When creating your DIY Montessori activities, keep these elements in mind and try to incorporate as many of them as possible.
Creating A DIY Montessori Environment
According to the Association Montessori Internationale (AMI), the visible environment should include:
- Accessible furniture
- A variety of workspaces
- Materials displayed for free choice of activity
The furniture should include various types of flexible seating. This can include furniture commonly found in the home, such as couches and kitchen tables, as well as furniture specifically dedicated to learning activities or that individual, such as a personal rug, rocking chair, desk, beanbag chair, etc.
Though you may not realize it, you likely already have a variety of workspaces in your home. Each room may represent a different space: the living room, kitchen, bedrooms, playrooms, and even backyard or porch. Each has its own furniture and can also have its own incorporated activities, thus creating several workspaces in your house with minimal expense or effort.
AMI further specifies that the materials should “support concrete exploration which leads to both practical skills and abstract knowledge.”
About The Montessori Method
Faced with increasingly rigorous lessons and structure in academic environments, the Montessori Method initially emerged as a radical experiment on the natural instincts of a child.
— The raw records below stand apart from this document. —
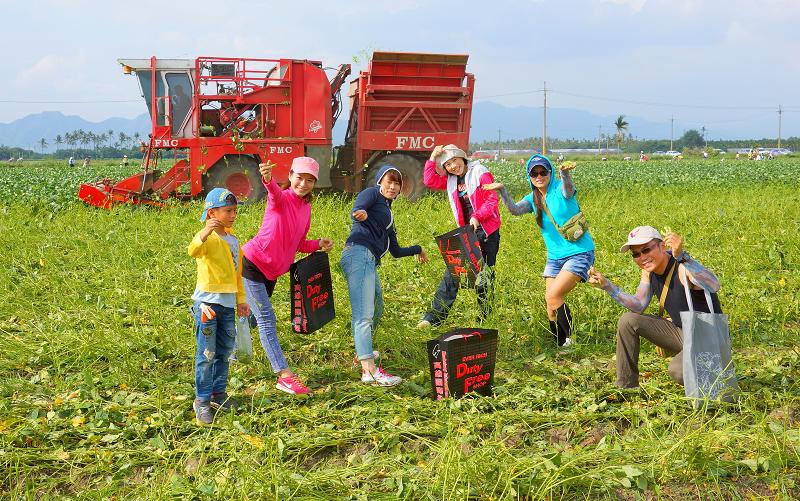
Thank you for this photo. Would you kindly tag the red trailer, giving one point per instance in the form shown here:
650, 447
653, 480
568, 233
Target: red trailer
214, 119
400, 108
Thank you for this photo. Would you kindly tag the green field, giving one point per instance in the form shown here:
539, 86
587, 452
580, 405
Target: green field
97, 384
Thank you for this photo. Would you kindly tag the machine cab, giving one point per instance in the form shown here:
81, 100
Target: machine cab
171, 91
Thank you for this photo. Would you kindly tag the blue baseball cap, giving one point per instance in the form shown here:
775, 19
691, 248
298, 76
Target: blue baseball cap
216, 198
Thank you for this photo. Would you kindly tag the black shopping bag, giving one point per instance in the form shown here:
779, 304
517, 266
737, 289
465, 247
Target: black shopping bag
311, 293
461, 254
462, 361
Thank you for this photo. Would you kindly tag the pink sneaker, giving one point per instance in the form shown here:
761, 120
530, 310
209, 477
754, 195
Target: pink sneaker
291, 385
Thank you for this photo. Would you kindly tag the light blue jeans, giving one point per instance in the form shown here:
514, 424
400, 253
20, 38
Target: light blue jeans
366, 296
261, 307
215, 338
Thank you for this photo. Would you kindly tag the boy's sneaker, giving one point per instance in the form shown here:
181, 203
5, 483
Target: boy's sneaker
222, 402
202, 412
357, 362
291, 385
380, 378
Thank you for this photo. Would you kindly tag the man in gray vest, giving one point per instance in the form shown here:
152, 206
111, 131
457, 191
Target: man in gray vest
661, 280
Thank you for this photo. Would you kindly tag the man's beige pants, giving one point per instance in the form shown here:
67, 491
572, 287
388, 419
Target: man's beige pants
659, 331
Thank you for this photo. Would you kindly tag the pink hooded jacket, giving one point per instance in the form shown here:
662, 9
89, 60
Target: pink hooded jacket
484, 202
282, 234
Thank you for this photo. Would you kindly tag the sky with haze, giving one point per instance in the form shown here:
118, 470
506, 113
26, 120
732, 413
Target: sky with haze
703, 62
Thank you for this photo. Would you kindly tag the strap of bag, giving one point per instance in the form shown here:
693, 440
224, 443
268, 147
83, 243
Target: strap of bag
685, 280
547, 211
662, 300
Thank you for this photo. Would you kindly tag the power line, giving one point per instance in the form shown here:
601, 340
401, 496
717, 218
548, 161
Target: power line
643, 103
91, 101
When given independence and loosely directed toward an educational activity, would children struggle and descend into frustration, laziness, or chaos? Or would children adapt, overcome, and learn?
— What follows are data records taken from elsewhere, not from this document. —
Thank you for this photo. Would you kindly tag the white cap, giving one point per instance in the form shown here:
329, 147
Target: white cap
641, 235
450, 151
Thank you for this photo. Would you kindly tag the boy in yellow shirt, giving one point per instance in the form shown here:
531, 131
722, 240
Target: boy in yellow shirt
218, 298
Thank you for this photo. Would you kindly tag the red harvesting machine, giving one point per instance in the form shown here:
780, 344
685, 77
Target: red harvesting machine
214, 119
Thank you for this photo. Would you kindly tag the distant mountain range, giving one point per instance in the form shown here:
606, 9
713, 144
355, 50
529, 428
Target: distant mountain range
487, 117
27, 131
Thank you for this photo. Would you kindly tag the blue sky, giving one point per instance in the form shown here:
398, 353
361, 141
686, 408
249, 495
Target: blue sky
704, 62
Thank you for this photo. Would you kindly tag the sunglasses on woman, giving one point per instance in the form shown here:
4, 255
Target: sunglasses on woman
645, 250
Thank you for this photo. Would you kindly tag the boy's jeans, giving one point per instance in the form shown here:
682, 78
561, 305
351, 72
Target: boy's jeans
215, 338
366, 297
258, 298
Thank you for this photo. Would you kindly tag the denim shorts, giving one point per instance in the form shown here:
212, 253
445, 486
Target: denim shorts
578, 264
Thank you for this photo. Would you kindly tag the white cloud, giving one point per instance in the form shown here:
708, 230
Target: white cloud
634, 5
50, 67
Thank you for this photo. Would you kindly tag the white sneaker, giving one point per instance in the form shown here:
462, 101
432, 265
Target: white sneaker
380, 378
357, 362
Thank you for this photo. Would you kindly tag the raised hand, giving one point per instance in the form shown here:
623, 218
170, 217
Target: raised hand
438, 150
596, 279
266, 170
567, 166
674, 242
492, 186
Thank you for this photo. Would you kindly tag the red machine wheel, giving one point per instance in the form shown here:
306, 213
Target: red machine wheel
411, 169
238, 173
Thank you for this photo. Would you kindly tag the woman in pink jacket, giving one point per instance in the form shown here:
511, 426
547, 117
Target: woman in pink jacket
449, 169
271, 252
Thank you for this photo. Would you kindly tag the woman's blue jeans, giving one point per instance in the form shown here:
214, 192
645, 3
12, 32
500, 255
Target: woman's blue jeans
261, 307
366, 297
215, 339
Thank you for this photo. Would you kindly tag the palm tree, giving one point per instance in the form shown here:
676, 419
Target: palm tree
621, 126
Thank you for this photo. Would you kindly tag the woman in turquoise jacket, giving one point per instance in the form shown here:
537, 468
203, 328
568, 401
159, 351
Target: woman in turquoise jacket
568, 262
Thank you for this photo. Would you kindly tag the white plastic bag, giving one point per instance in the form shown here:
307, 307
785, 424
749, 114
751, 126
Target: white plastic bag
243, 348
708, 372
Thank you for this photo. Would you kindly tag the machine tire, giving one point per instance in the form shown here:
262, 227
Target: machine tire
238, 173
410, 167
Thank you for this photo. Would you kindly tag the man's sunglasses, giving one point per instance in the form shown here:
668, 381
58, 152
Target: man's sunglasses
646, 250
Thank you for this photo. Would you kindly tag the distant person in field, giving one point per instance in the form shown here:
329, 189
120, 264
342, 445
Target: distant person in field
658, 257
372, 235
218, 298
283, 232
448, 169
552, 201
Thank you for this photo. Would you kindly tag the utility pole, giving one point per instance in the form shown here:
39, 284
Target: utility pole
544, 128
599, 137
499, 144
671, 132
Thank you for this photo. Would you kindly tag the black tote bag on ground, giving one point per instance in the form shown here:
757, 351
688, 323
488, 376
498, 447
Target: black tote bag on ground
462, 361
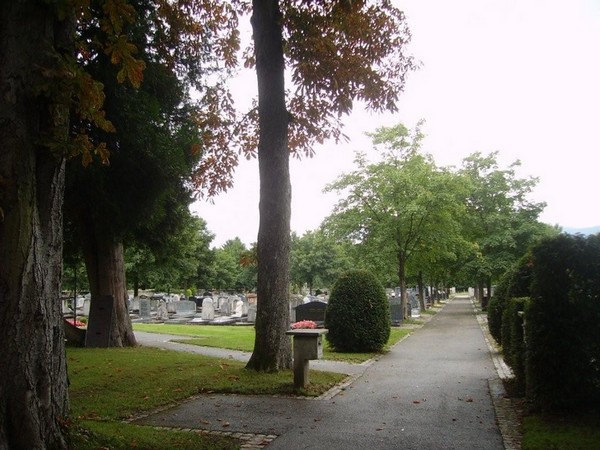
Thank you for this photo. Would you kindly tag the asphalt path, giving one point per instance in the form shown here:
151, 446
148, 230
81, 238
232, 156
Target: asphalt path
430, 391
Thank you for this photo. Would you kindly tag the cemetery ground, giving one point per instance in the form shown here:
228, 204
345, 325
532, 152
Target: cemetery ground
108, 387
111, 386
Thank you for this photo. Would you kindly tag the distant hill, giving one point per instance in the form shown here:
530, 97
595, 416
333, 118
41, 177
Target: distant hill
583, 231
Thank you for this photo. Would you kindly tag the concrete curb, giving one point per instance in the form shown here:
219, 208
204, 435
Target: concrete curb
506, 415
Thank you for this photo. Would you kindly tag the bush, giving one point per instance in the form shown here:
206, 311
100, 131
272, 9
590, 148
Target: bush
515, 283
513, 344
494, 312
357, 316
562, 331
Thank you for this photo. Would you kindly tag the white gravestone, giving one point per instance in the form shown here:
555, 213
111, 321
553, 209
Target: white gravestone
208, 310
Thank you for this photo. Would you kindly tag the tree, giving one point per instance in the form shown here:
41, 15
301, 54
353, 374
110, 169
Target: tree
145, 190
337, 52
397, 208
33, 393
173, 264
229, 270
315, 259
501, 220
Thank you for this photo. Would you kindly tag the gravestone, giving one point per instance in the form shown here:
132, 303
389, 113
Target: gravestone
185, 308
226, 307
244, 306
208, 310
134, 305
314, 311
396, 311
414, 306
237, 308
100, 323
161, 311
251, 313
86, 307
145, 309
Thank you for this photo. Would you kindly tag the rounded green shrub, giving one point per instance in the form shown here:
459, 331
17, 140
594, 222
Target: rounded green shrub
358, 314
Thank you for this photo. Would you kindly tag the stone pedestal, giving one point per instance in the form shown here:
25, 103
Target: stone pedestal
307, 344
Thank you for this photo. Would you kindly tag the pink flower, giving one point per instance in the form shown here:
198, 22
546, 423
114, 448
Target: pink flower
303, 324
76, 323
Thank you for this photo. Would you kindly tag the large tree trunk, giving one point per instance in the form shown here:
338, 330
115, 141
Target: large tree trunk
105, 266
402, 282
33, 387
272, 350
421, 286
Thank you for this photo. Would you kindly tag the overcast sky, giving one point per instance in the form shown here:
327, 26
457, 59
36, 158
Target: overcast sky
518, 76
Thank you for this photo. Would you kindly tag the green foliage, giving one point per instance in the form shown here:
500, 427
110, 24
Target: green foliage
501, 220
403, 213
562, 332
513, 344
228, 271
358, 316
495, 311
514, 283
316, 260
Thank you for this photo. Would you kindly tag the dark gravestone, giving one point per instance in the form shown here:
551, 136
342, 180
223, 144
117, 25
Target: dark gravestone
100, 322
314, 311
396, 311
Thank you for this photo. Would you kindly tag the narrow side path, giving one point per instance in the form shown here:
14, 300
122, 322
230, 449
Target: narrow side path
430, 392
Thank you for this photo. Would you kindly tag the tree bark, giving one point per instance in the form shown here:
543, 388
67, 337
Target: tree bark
272, 349
105, 264
421, 285
402, 282
33, 391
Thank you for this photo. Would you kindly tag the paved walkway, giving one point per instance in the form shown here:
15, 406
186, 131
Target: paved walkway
431, 391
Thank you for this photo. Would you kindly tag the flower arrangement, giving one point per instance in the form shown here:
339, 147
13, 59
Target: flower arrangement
306, 324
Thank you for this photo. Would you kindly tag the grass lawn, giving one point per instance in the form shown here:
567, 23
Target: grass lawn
242, 338
577, 432
109, 385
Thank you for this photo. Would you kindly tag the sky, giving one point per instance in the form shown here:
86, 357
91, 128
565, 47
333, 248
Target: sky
521, 77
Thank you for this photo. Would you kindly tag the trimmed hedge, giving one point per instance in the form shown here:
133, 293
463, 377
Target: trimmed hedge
357, 315
563, 324
514, 284
513, 344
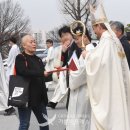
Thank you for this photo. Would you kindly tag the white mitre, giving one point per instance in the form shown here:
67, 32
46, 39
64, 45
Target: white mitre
98, 14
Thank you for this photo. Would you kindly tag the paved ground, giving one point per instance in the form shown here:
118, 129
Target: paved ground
56, 118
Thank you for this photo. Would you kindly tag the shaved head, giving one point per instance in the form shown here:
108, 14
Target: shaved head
25, 39
29, 44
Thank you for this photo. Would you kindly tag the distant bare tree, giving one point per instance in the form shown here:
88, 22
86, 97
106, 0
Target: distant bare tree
77, 9
12, 20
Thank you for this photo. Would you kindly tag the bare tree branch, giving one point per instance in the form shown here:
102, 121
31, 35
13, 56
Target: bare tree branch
77, 9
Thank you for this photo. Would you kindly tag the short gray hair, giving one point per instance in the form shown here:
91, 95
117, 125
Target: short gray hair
118, 26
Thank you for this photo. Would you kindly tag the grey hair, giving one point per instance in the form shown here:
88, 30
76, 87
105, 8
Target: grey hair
118, 26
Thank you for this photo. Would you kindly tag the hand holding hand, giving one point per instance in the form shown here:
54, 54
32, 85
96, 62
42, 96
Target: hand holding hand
84, 53
46, 73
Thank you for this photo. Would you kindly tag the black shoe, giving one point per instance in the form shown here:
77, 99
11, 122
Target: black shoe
9, 111
52, 105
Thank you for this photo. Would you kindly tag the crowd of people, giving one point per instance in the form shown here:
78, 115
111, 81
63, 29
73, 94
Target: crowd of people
95, 79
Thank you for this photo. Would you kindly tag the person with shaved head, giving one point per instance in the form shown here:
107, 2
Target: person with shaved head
30, 66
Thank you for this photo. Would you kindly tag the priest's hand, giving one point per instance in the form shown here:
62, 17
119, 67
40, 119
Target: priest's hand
84, 53
46, 73
65, 45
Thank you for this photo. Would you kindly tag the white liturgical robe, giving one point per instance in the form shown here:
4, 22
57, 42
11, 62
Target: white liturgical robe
50, 59
79, 109
108, 84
The latter has consistently proved to be the stronger instinct in both children and adults, and the Montessori Method solidified as a flexible teaching style that focused on four areas of development:
This creates a holistic approach to education and learning. This method utilizes children’s natural desire to learn and grow by fostering their independence, creativity, and engagement with the world around them.
The American Montessori Society® (AMS) describes Montessori education as “student-led and self-paced but guided, assessed, and enriched by knowledgeable and caring” family and friends, which allows children to “embrace multi-sensory learning and passionate inquiry.”
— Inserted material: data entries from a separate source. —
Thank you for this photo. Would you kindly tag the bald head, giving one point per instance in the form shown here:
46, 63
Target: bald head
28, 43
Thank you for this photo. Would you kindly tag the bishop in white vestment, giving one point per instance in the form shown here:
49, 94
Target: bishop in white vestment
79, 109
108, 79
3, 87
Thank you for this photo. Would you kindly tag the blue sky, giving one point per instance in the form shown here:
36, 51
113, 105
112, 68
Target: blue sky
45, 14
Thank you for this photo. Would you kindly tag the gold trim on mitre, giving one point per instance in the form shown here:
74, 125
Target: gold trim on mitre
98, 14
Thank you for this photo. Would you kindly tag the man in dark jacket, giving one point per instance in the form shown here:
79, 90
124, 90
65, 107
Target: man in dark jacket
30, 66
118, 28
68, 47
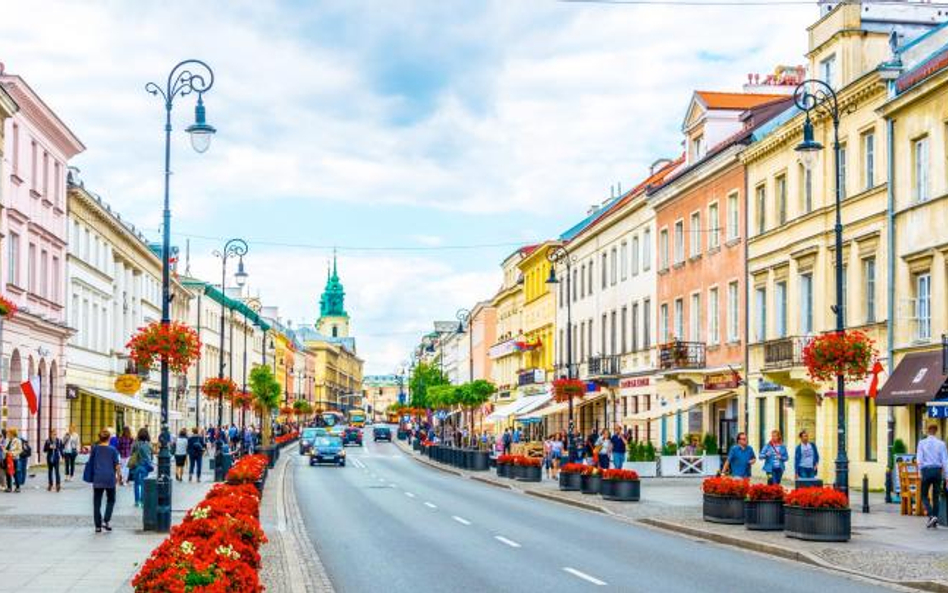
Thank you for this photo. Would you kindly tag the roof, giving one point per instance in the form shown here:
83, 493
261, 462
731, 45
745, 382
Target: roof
738, 101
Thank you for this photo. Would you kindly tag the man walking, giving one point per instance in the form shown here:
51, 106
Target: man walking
932, 458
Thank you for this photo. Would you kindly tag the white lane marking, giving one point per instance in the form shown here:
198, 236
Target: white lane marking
584, 576
509, 542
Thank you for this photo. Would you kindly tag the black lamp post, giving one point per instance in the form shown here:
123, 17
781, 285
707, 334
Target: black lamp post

Since its creation, the Montessori Method has been evolving our understand and implementation of learning. People of all ages have benefited from its focus on flexible and self-paced learning.
Is DIY Montessori As Effective As “Official” Montessori?
If you search Montessori activities online, there are plenty of retailers that pop up selling “official” Montessori materials and games. They may even have endorsements from organizations like AMI or AMS or tout their credentials such as being used in Montessori schools.
However, these materials and activities aren’t necessarily any better than those you can produce at home. DIY materials are only different in that you made them, which is in and of itself a Montessori-centered activity that includes all of the central elements discussed earlier.
In fact, DIY Montessori is often more effective than “traditional” or “official” Montessori. The materials and activities you make at home are more tailored to the needs, abilities, and goals of the individual they’re made for. This makes them infinitely more valuable, as well as more accessible and inclusive.